A Tuskys Supermarket outlet in Nairobi. FILE PHOTO | NMG

What you need to know:

  • Supermarket chain Tuskys loaned its rival Nakumatt Holdings Sh50 million in a bid to rescue the company, according to records seen by the Business Daily.
  • A report by Nakumatt’s administrator PKF Kenya shows that the Tuskys loan was among the cash inflows at the bankrupt retailer in the period between January 22, 2018 and November 30, 2019. It was not clear whether Nakumatt repaid the loan.
  • Nakumatt went into administration on January 22, 2018 after defaulting on suppliers and banks, throwing it into an existential crisis.

Supermarket chain Tuskys loaned its rival Nakumatt Holdings Sh50 million in a bid to rescue the company, according to records seen by the Business Daily.

A report by Nakumatt’s administrator PKF Kenya shows that the Tuskys loan was among the cash inflows at the bankrupt retailer in the period between January 22, 2018 and November 30, 2019. It was not clear whether Nakumatt repaid the loan.

Nakumatt went into administration on January 22, 2018 after defaulting on suppliers and banks, throwing it into an existential crisis.

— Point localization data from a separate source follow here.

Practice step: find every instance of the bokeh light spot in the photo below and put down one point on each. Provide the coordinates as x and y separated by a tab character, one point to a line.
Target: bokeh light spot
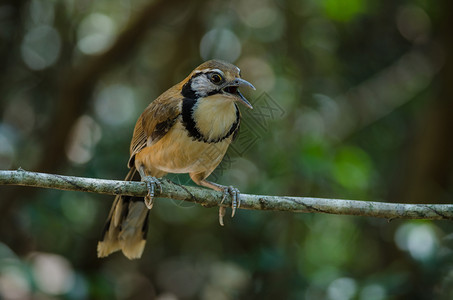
95	33
114	105
41	47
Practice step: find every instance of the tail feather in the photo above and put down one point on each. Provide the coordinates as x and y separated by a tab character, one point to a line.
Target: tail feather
126	226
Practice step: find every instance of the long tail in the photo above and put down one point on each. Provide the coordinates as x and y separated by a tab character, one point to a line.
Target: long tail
126	226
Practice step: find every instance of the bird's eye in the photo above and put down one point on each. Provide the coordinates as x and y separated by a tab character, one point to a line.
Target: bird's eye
216	78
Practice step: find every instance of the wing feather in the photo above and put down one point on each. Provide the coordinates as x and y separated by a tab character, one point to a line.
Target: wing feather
157	119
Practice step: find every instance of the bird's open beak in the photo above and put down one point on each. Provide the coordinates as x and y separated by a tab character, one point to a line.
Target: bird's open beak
232	88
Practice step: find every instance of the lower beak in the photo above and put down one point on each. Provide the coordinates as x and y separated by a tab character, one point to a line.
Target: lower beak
239	82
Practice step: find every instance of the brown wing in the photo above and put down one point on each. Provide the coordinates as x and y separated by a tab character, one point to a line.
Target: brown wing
155	121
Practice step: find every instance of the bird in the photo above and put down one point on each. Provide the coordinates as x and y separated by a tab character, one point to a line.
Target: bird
187	129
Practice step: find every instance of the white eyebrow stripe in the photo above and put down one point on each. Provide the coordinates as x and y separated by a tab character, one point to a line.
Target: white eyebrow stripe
210	70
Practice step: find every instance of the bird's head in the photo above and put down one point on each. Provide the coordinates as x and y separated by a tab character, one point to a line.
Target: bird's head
216	77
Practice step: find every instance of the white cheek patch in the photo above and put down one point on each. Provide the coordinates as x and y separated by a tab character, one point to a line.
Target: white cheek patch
202	85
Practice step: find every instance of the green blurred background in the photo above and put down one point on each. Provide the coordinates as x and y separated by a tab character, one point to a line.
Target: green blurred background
353	101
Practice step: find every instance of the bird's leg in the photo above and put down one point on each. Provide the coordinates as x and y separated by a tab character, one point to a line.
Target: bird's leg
227	191
151	183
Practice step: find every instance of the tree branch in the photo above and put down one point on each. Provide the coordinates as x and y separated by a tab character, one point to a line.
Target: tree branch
212	198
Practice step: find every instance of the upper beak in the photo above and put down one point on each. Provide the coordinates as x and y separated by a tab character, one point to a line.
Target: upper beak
231	87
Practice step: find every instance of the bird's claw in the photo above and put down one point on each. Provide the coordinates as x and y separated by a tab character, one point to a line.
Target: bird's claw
235	202
151	183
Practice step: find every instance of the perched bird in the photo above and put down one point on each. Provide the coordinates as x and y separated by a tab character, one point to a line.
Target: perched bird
187	129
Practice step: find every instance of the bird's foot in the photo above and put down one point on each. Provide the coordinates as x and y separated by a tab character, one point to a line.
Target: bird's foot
151	183
235	201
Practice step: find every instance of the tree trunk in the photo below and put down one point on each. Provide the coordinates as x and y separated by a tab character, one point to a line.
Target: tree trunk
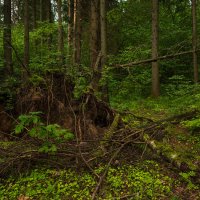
194	41
77	33
26	33
155	65
70	29
34	6
7	38
60	33
95	49
105	96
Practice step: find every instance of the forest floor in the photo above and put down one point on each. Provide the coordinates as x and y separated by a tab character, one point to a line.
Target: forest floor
169	169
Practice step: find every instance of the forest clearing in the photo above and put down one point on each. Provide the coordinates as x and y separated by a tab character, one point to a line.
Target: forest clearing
99	100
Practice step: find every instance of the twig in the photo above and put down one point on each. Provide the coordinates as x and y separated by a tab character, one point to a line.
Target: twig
154	60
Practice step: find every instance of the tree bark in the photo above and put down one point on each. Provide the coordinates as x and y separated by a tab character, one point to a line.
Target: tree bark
7	38
95	44
194	41
77	33
60	33
26	33
105	95
155	65
34	6
70	29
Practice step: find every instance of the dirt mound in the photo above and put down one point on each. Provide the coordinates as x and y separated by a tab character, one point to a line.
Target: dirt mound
87	117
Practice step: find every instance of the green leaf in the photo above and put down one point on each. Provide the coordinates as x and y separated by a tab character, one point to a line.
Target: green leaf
19	128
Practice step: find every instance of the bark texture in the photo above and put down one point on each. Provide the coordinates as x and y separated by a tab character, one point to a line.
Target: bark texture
7	38
194	41
155	65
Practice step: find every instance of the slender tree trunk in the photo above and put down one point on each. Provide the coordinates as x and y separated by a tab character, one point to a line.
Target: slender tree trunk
95	44
94	29
105	95
155	65
77	33
70	28
26	33
194	41
60	32
34	6
7	38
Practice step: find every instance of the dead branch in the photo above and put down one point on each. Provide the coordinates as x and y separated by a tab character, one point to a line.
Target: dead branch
153	60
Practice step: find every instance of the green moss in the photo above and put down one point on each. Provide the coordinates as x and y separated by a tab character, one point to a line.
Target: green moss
142	183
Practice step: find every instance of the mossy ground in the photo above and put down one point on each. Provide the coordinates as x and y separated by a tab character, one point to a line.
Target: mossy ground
143	179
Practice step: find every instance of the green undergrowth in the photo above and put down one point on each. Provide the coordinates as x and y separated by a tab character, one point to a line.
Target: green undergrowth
176	102
134	182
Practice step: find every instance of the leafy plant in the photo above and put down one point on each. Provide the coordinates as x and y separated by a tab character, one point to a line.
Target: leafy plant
51	134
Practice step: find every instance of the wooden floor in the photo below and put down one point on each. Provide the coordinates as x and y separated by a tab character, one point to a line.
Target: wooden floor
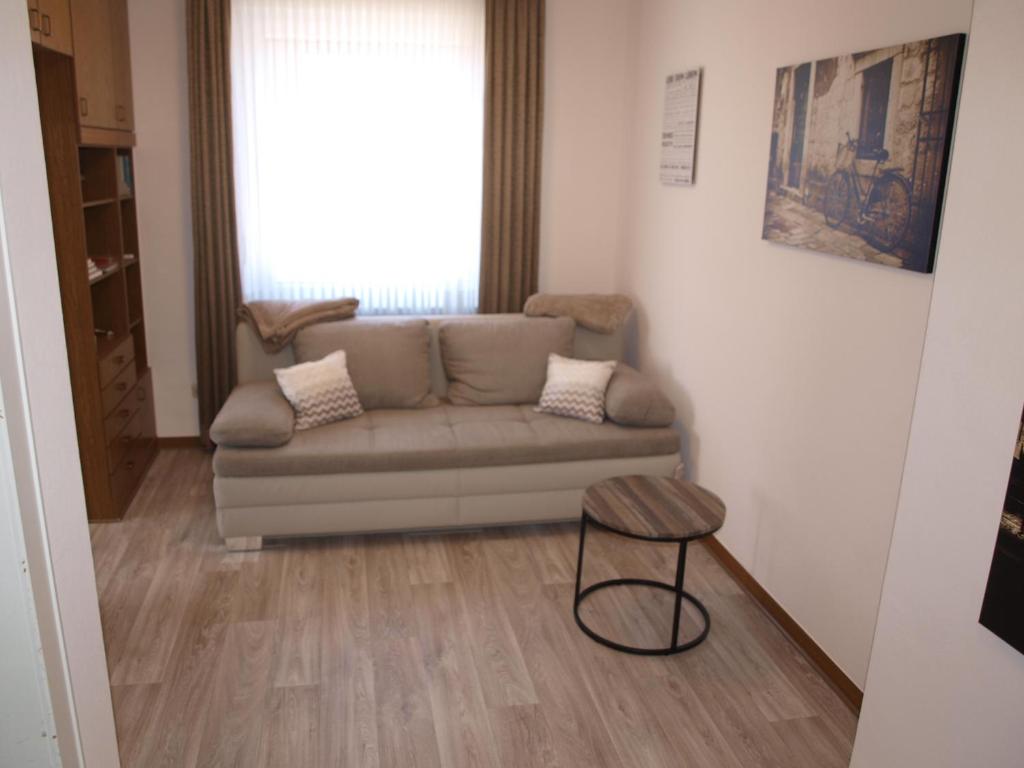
456	649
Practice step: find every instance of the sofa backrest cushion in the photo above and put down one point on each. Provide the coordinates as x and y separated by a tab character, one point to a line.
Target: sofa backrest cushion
501	359
388	358
255	364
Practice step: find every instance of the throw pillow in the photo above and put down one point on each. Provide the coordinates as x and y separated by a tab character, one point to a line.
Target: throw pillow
320	392
576	388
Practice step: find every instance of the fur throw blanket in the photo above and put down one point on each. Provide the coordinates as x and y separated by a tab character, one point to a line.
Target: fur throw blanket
278	322
604	313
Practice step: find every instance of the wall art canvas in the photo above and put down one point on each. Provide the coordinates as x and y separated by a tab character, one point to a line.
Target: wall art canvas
1003	608
859	150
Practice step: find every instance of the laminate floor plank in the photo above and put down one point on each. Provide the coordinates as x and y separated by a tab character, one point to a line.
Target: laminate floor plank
292	733
444	650
347	697
235	727
298	653
499	658
464	737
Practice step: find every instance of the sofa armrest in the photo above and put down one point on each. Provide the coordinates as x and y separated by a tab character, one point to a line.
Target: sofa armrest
256	415
634	400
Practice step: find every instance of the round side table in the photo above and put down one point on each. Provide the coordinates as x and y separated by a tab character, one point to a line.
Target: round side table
652	509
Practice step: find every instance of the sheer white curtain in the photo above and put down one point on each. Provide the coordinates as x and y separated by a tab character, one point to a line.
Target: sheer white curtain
357	128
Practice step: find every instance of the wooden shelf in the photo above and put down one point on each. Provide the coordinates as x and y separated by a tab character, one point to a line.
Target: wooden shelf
100	202
87	130
107	344
108	272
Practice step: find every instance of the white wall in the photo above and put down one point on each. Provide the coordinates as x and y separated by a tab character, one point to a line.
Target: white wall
942	690
794	372
588	77
160	82
40	421
28	734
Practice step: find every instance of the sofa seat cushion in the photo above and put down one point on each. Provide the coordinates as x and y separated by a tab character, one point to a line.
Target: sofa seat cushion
446	437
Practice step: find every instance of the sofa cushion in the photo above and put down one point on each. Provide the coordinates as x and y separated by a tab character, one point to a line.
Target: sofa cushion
501	359
446	437
634	399
256	415
388	359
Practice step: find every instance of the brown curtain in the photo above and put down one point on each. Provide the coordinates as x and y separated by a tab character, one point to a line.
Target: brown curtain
512	128
218	291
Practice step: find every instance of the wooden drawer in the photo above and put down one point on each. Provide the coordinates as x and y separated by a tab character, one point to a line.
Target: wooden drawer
116	422
114	363
125	477
139	397
114	392
123	443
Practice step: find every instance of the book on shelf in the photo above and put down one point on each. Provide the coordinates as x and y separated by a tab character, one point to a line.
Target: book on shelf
126	184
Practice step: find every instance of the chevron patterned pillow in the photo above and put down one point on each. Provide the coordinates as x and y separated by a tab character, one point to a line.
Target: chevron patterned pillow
321	391
576	388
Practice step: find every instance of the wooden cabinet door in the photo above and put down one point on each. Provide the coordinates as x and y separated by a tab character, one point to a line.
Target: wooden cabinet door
122	66
34	28
54	25
93	39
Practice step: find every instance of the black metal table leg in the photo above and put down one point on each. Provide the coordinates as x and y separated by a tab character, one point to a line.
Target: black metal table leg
680	569
677	590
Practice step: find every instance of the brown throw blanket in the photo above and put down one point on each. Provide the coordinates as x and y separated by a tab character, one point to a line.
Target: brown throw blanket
604	313
278	322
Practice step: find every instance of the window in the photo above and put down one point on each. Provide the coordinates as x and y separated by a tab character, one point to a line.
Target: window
358	130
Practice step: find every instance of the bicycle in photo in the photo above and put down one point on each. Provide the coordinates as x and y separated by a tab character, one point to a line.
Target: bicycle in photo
878	205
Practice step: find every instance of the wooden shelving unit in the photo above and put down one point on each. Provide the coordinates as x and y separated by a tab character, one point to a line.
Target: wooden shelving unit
93	206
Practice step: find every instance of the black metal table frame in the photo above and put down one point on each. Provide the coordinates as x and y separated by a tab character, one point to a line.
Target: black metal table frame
681	594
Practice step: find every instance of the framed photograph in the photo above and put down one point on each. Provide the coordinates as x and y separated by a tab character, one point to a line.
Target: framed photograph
859	151
679	127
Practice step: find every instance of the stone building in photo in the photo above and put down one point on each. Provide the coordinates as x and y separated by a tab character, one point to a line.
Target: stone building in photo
896	104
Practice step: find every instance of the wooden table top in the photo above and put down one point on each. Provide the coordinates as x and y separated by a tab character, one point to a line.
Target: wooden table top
655	508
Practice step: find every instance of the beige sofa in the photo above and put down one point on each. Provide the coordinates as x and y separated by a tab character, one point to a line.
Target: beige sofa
441	464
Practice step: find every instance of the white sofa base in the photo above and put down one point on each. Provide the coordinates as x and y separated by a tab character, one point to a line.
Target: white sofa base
250	508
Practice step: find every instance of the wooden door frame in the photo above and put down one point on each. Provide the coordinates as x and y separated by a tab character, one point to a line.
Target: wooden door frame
41	422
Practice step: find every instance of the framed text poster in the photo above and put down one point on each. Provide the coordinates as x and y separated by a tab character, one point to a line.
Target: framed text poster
679	129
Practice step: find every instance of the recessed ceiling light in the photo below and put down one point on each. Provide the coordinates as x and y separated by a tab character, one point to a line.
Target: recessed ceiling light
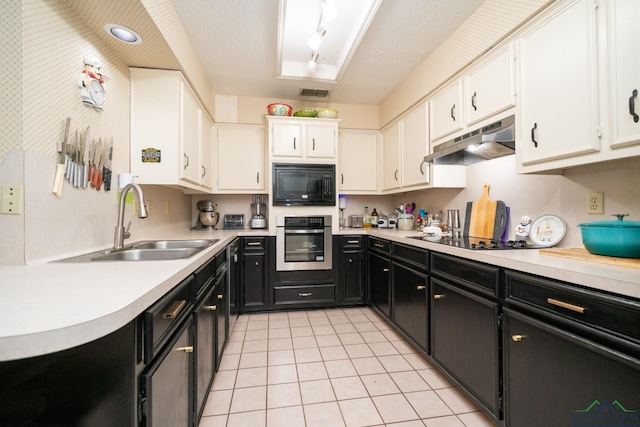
122	33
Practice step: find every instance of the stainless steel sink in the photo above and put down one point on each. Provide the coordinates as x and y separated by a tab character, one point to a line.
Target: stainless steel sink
173	244
147	250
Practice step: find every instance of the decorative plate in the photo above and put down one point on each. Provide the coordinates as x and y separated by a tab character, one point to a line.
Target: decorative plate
547	230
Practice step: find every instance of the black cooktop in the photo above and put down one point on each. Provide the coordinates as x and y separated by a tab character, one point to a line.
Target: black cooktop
477	243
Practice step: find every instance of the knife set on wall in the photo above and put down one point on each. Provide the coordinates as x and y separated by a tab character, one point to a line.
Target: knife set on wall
84	162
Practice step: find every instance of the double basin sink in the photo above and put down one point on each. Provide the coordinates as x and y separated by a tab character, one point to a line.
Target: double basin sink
147	250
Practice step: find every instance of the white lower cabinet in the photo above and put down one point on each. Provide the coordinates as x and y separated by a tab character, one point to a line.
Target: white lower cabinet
170	132
357	165
241	158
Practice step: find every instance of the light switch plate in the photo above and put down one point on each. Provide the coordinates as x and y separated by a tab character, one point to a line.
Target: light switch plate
11	200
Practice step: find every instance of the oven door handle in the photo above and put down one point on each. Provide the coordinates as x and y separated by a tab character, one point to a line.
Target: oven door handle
305	231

Tuskys provided the loan as part of its plans to acquire a stake in Nakumatt. The parties in 2017 notified the Competition Authority of Kenya (CAK) of their plans to merge but the regulator rejected the application, notifying them that providing loans does not amount to a merger.

Tuskys had also proposed to offer management services to Nakumatt.

CAK had invited the two parties to submit a fresh merger application but four months later, in April 2018, Tuskys lawyers wrote to the regulator to communicate that it was re-considering its interest in the deal.

The retailer later pulled out, saying its was opposed to the proposals Nakumatt’s court-appointed administrator had presented to creditors at a meeting.

The administrator’s report, however, shows that Tuskys made a new bid on November 5, 2019 to buy Nakumatt’s assets at its remaining six branches for Sh70 million.

It was the lowest bid and was vastly surpassed by Naivas Limited which had the highest offer of Sh422.5 million.

The Tuskys loan represented 1.2 percent of the total Sh4.1 billion cash inflow at Nakumatt in the 22 months. It was the third largest item after asset sales (Sh185.9 million) and debt collection (Sh3.9 billion).

The largest cash outflow in the review period was supplier payments (Sh2.6 billion) followed by operating expenses (Sh799.3 million) and landlord payments (Sh586.2 million).